Diane Simpson

JTT
191 Chrystie St
November 13, 2016–January 15, 2017

View of “Diane Simpson: Samurai,” 2016–17.

Diane Simpson’s sculptures are part translation, part fantasy, and pure pleasure. The octogenarian artist begins each work by creating isometric drawings on graph paper. She uses the drawings, with handwritten instructions for assembly, as blueprints for artworks with interlocking components. While they reference articles of clothing, the sculptures are constructed from hard angles, often in materials with an architectural heft. Simpson’s efforts result in a sophisticated, homespun modernism that channels the Midwestern cosmopolitanism of her hometown, Chicago.

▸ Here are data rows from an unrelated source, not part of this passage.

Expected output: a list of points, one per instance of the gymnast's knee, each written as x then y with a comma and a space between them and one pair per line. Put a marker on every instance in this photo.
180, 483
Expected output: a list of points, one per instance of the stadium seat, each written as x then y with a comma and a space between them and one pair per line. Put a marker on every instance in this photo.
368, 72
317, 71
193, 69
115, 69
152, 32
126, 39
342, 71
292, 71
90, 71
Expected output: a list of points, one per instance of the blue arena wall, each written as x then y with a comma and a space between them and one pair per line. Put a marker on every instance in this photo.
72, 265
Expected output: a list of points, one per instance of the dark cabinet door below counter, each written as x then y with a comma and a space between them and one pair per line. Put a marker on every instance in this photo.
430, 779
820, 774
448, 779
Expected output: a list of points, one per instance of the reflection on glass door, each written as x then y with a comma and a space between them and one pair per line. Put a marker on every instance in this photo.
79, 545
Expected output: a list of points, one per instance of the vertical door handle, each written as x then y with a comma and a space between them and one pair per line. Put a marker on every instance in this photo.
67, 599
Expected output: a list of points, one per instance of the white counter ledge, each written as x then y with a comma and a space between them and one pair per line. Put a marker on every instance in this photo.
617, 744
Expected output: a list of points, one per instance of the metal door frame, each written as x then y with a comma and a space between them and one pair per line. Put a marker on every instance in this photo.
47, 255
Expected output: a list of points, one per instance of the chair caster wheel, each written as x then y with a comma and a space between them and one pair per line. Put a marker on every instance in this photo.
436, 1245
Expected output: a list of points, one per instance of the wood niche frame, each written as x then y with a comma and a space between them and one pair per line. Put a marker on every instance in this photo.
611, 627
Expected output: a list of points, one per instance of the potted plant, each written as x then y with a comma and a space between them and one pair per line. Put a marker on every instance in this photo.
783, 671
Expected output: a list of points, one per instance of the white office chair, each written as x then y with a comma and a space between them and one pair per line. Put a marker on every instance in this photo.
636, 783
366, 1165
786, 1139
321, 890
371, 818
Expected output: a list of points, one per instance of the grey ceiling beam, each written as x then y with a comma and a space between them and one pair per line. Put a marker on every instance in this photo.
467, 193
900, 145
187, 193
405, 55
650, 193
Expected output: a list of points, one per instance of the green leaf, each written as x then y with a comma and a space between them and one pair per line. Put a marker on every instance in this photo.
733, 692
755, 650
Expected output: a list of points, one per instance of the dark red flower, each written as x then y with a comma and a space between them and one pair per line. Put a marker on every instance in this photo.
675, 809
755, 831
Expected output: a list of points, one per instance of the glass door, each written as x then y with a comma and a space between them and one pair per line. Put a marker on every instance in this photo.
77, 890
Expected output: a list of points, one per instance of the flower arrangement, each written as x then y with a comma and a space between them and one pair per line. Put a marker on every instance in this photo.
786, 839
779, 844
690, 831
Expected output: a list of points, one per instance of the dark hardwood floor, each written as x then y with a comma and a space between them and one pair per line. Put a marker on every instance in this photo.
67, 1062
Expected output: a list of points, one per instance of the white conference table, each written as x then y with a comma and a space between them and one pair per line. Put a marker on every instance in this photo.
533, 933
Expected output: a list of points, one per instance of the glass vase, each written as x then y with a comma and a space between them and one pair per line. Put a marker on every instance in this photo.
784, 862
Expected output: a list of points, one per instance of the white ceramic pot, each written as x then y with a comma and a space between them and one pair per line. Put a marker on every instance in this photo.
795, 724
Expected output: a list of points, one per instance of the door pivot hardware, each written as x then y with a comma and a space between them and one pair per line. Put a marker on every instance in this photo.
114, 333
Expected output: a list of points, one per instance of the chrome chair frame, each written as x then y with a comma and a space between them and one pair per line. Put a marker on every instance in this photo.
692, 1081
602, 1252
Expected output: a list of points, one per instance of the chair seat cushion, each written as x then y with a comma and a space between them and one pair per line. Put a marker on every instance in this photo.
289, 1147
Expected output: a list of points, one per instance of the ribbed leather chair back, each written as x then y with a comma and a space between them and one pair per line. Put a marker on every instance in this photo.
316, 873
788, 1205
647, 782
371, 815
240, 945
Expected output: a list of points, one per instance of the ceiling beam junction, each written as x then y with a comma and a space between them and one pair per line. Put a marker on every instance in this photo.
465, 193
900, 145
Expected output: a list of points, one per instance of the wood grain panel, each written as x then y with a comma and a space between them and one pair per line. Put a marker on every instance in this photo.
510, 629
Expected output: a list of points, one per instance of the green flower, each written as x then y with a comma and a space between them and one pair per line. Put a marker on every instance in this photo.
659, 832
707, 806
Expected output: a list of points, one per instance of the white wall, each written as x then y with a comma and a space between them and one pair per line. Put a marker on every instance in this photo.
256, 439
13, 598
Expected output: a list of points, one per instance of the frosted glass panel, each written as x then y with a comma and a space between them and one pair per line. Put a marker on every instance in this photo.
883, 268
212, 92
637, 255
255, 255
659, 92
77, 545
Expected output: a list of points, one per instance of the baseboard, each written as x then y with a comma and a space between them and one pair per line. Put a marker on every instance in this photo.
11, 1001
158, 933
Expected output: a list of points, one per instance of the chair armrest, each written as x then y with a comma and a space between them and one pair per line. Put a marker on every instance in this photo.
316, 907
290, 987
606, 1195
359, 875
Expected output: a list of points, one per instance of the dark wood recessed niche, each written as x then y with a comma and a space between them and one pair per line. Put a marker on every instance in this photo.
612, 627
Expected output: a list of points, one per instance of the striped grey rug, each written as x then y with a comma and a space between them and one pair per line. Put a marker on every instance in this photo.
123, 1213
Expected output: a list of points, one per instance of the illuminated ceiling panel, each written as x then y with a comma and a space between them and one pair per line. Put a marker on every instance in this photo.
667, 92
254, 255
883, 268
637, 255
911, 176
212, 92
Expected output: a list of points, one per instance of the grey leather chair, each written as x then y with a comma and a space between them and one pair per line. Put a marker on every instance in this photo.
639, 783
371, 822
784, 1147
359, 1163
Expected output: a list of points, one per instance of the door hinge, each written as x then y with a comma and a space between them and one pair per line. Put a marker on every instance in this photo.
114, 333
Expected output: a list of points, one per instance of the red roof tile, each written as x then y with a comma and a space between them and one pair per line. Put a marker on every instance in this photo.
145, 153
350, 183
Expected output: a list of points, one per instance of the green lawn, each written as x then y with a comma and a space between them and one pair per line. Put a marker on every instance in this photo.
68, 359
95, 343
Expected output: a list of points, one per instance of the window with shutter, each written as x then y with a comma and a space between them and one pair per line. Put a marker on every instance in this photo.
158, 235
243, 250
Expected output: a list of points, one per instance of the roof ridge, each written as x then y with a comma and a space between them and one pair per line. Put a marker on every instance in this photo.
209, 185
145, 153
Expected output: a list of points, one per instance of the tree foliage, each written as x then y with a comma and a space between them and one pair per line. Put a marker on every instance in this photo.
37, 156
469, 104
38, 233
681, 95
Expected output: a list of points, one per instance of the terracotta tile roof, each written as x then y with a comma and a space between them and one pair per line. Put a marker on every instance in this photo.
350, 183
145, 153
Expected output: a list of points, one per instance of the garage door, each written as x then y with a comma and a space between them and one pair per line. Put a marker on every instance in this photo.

Her second show with this gallery showcases seven sculptures and two drawings from her “Samurai” series, 1981–83. This was only her second body of work after finishing her MFA in 1978, at age forty-three. Simpson took inspiration from a scene in Akira Kurosawa’s film Kagemusha (1980), in which she observed the intricate folds of seated samurais’ skirts. In her works, the skirt’s function switches from modesty to protection; feminine concealment of the body becomes masculine containment. Her highly photogenic and life-size warriors, made from MDF and wood, project a squat, robotic, almost flat image of power. And yet the objects beg to be encountered in their rich dimensionality. Here, surprising details of their hardware-less construction emerge. Samurai 9, 1983, references Art Deco architecture in its stepped peaks and frontal solidity, while its sides reveal elegant, sloping planes. Simpson also indulges her painterly sense of color. Samurai 10, 1983, and Samurai 5, 1982, nod to Agnes Martin with their delicate grids, both incised and drawn, in pale red, salmon, and white. Samurai 6, 1982, features a dramatic enamel gradient that goes from white to gray. Conceived more than thirty years ago, Simpson’s work feels newly conversant with recent sculpture that refuses to pit structural concerns against beauty.